スーパーバイク世界選手権で常勝しているアプリリアのレーシングスピリッツが注ぎ込まれた、世界最大最強のスポーツスクーターが「SRV850」である。
見た目はスクーターというよりはモーターサイクルのようであり、走りを予感させるアグレッシブなデザイン、ブラックアウトされた車体はまるでステルス戦闘機のようだ。跨ってみると、まずその大きさに圧倒される。

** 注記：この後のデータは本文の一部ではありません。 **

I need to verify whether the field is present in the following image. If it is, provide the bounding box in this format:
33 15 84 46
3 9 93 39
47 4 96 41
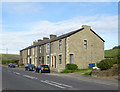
105 46 120 57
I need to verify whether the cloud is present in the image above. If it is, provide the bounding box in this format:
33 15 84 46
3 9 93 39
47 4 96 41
0 15 118 54
3 2 42 16
2 0 119 2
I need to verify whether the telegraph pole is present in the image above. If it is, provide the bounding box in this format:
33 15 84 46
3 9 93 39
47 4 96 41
6 48 8 64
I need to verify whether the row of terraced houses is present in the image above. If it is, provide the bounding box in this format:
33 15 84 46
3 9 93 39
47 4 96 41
20 25 105 72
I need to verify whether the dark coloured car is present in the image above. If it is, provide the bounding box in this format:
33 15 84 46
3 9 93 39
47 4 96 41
8 63 15 68
25 64 35 71
36 65 50 73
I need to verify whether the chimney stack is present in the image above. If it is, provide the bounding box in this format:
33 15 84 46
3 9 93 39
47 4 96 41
38 39 43 43
43 37 49 41
50 34 57 39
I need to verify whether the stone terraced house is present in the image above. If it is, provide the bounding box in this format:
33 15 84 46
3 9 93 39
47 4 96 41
20 25 105 72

スクーターとしてはやや低めのハンドルバー、低いスクリーンがスポーティだ。マーナ850譲りの水冷90度Vツインエンジンはソリッドな鼓動感があり、歯切れのいいサウンドを楽しませてくれる。自動遠心クラッチのつながりもダイレクト感があり、オートマチック機構による加速もスムーズだ。驚きはパワー。スロットル全開時の加速感たるやスクーターの常識を覆す強烈さ。高速道路はまさに独壇場で、車体のスタビリティも素晴らしく、レーンチェンジでのもたつきやスクーターにありがちな車体のヨレ感もない。
ハンドリングは重厚でヒラヒラ感はないのだが、それがかえって安心。スクーターとしては大径のフロント16インチ(リアは15インチ)を採用しているためか、路面の影響を受けにくく、通常のモーターサイクルに近い感覚でコーナリングできてしまう。ブレンボ製ダブルディスクも強力で、コーナー進入での速度コントロールもしやすい。シート下にはラゲッジスペースや電源ソケットなども装備しているが、積載性に関しては標準的。あくまでも、走りのパフォーマンスが優先なのだ。まさにスクーター界の“メガスポーツ”とも言えるアグレッシブなモデルだ。